Provide Support that Empowers
Using Brain Science to Transform Human Services and Increase Personal Mobility from Poverty
We can use emerging scientific findings on the ways poverty affects behavior and decisionmaking to help people living in poverty achieve dramatic gains in mobility. We can revolutionize human services delivery by moving away from strategies that seek modest gains and instead designing interventions that create pathways to the middle class and beyond.

The Problem
Getting out of poverty has always been tough, but it has become even harder over the past generation. The increasing costs of housing, health care, and child care, coupled with stagnant wages and rising education requirements, have made today’s pathway out of poverty a journey that fewer than one in four people complete. Poverty and its associated stress affect how our brains develop and function and the mental resources we can devote to getting ahead.
- Poverty and the stress, trauma, and oppression that accompany it change how our brains develop and work throughout our lives.
- These changes can impede executive function skills, which influence parenting, education, work, and many other arenas crucial to upward mobility.
- The more extreme the causes, the longer stress lasts; the earlier in childhood the exposure begins, the greater the impact on executive function skills.
The Solution
Organizations are applying what we know about poverty, stress, and the brain in three progressively more comprehensive ways:
1. Environment and process improvement informed by brain science. Science provides clues about how to improve human cognition, behavior, and health outcomes. Using this information, human services providers are creating environments and processes that decrease stress, improve focus and concentration, promote self-regulation, and increase self-efficacy and well-being.
2. Case-management approaches enhanced by brain science. Workers are trained to better understand how program participants’ behavior can be affected by trauma and stress and to use techniques that promote program engagement and mitigate the challenges to cognition and self-regulation that poverty creates.
3. Coach-navigator interventions. The most comprehensive of these approaches, coach-navigator programs help participants chart a course out of poverty using many different, often siloed resources. Coach-navigators help participants make their own decisions and set their own goals. Along the way, participants strengthen the decisionmaking and self-regulation skills that poverty, trauma, and stress so seriously strain.

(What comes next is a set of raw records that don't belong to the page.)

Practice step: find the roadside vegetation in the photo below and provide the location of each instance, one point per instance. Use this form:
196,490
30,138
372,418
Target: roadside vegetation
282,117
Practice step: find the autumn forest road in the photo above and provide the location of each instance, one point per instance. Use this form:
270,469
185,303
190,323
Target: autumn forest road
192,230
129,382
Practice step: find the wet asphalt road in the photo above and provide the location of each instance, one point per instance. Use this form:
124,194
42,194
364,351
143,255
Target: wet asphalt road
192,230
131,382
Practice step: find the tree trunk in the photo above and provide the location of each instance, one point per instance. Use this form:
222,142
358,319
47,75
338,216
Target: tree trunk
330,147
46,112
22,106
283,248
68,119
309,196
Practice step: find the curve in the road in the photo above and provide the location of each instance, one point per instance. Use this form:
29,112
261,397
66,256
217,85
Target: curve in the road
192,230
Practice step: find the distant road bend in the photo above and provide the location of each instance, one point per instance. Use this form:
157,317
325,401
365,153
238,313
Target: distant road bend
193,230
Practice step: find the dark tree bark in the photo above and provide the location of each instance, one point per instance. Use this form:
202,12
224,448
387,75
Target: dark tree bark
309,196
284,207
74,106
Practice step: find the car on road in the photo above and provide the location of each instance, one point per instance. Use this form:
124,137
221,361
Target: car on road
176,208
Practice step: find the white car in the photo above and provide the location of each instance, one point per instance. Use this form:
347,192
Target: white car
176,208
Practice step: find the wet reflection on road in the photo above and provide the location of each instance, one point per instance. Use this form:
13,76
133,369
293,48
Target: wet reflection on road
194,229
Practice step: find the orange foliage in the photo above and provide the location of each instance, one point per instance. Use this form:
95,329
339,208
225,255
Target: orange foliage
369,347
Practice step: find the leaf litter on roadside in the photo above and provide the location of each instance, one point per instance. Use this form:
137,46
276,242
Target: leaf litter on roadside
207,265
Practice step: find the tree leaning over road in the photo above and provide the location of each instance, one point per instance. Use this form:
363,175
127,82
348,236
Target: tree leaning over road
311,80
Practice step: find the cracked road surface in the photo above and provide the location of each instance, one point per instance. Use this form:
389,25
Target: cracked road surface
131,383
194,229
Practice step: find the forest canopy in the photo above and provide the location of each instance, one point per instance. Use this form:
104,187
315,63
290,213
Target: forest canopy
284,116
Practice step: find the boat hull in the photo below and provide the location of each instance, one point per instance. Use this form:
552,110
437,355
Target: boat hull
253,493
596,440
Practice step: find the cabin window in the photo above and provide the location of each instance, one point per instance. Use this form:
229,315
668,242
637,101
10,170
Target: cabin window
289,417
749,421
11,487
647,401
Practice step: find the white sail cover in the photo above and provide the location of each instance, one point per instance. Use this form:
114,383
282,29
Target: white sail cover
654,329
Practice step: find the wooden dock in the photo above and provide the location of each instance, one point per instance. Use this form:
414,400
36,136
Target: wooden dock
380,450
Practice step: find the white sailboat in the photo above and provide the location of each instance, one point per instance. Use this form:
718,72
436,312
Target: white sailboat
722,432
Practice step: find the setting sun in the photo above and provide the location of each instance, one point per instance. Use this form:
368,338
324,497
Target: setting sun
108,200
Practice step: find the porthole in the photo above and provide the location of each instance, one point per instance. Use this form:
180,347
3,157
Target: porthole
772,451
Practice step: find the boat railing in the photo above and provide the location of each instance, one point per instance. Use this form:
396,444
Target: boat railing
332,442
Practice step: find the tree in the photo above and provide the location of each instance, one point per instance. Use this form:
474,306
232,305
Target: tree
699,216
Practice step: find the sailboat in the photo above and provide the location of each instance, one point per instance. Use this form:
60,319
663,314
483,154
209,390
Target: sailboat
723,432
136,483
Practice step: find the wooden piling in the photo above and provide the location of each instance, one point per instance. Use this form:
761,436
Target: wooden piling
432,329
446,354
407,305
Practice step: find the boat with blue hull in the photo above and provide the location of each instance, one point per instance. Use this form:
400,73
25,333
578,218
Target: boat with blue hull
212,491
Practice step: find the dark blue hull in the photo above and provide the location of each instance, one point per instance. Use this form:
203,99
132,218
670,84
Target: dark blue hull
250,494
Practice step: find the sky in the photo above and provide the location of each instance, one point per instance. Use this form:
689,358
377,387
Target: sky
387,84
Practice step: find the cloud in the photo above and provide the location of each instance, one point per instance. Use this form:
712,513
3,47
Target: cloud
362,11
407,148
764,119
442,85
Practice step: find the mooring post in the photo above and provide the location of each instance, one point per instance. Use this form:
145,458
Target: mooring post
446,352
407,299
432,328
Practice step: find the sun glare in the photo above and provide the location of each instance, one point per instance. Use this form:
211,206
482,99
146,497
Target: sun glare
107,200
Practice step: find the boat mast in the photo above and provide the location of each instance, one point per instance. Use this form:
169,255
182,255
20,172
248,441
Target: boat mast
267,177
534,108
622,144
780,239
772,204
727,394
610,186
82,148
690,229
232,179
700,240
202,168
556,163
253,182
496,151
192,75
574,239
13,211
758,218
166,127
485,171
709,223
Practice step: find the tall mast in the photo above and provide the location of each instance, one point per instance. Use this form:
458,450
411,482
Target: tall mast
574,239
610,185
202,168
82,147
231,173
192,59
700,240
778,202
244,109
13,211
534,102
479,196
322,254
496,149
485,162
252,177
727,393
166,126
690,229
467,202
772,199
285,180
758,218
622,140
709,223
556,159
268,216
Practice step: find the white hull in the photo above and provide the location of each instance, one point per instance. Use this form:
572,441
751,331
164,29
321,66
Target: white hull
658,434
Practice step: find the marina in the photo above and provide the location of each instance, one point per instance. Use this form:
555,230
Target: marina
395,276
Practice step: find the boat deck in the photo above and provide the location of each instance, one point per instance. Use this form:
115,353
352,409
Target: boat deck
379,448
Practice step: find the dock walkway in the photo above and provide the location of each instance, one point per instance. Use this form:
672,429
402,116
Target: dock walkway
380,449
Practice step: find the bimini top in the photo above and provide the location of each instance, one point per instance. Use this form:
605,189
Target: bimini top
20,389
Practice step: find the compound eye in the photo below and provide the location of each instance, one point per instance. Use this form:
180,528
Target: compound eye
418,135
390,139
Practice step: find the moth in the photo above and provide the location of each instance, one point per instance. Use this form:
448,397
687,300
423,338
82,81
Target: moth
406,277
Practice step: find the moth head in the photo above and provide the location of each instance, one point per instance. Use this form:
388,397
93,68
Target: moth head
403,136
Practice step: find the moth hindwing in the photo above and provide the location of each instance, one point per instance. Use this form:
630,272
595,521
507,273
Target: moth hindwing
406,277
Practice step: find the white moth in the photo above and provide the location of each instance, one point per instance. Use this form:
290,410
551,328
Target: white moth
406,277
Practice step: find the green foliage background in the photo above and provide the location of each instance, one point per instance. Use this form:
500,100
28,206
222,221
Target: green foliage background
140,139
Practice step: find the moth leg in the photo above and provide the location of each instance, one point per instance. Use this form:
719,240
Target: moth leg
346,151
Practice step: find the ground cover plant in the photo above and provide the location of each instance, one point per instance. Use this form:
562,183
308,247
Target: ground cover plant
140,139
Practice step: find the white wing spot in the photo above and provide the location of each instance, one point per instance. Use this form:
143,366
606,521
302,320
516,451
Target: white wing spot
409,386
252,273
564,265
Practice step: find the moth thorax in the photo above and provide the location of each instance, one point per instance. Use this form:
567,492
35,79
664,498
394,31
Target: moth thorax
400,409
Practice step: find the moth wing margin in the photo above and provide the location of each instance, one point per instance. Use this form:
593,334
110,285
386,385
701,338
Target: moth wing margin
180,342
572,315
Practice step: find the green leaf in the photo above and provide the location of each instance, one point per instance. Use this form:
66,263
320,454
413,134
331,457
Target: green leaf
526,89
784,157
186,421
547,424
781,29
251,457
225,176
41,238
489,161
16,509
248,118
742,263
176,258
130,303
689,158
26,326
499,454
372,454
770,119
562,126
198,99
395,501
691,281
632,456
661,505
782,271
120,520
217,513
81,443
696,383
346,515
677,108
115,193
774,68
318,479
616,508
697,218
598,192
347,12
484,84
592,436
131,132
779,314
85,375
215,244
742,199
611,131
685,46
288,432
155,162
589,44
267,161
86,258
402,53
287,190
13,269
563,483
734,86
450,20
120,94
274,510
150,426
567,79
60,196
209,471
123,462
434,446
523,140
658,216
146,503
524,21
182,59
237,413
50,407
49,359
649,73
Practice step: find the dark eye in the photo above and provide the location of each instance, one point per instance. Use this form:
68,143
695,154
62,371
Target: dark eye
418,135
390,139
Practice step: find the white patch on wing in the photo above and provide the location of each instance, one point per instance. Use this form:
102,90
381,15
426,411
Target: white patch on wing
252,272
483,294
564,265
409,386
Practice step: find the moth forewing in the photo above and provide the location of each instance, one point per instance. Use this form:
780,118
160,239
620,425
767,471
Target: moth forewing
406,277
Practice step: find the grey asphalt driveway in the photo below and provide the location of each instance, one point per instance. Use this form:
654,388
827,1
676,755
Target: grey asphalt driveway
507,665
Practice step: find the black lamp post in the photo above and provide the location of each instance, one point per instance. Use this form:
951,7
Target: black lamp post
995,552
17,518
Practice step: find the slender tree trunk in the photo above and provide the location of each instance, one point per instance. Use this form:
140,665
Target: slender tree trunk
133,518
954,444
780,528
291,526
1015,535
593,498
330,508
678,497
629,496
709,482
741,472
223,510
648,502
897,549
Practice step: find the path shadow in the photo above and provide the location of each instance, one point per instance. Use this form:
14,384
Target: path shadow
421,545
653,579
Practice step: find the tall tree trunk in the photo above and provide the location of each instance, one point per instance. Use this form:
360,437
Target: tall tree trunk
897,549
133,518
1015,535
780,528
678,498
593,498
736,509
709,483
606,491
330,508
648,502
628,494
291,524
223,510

Families taking part in coach-navigator programs achieve higher employment and income and lower poverty rates than similar families not enrolled. Demonstrated gains include families attaining full economic independence (defined as 80 percent or more of area median income).
What Philanthropy and Government Can Do
1. Expand coach-navigator interventions. Help existing programs add capacity, and create new programs.
2. Educate the field. Educate nonprofit organizations and government agencies on how poverty affects human development, decisionmaking, and behavior, and how brain science-based strategies can help.
3. Strengthen existing providers. Develop centers of excellence to technically assist organizations on incorporating brain science-based strategies into their work.
4. Evaluate and share best practices. Support evaluations of new brain science–informed interventions, and disseminate key findings.
What Does "Mobility" From Poverty Mean?
The US Partnership on Mobility from Poverty’s definition of mobility has three core principles: economic success, power and autonomy, and being valued in community. These principles drive five mutually reinforcing strategies:
- Change the narrative
- Create access to good jobs
- Ensure zip code is not destiny
- Provide support that empowers
- Transform data use
Using brain science to transform human services is part of the strategy to provide support that empowers.
How Brain Science-Informed Human Services Can Improve Mobility
- Economic success: As more human services agencies adopt practices informed by brain science, families will see increased employment, higher earnings, and more stable housing.
- Power and autonomy: Families served by coach-navigator programs will experience better health, show increased self-efficacy, and increasingly adopt a growth mindset.
- Being valued in community: Participants in coach-navigator programs will expand their social networks and report greater social inclusion.
This brief summarizes the paper Using Brain Science to Transform Human Services and Increase Personal Mobility from Poverty. The paper lists sources for the research summarized here.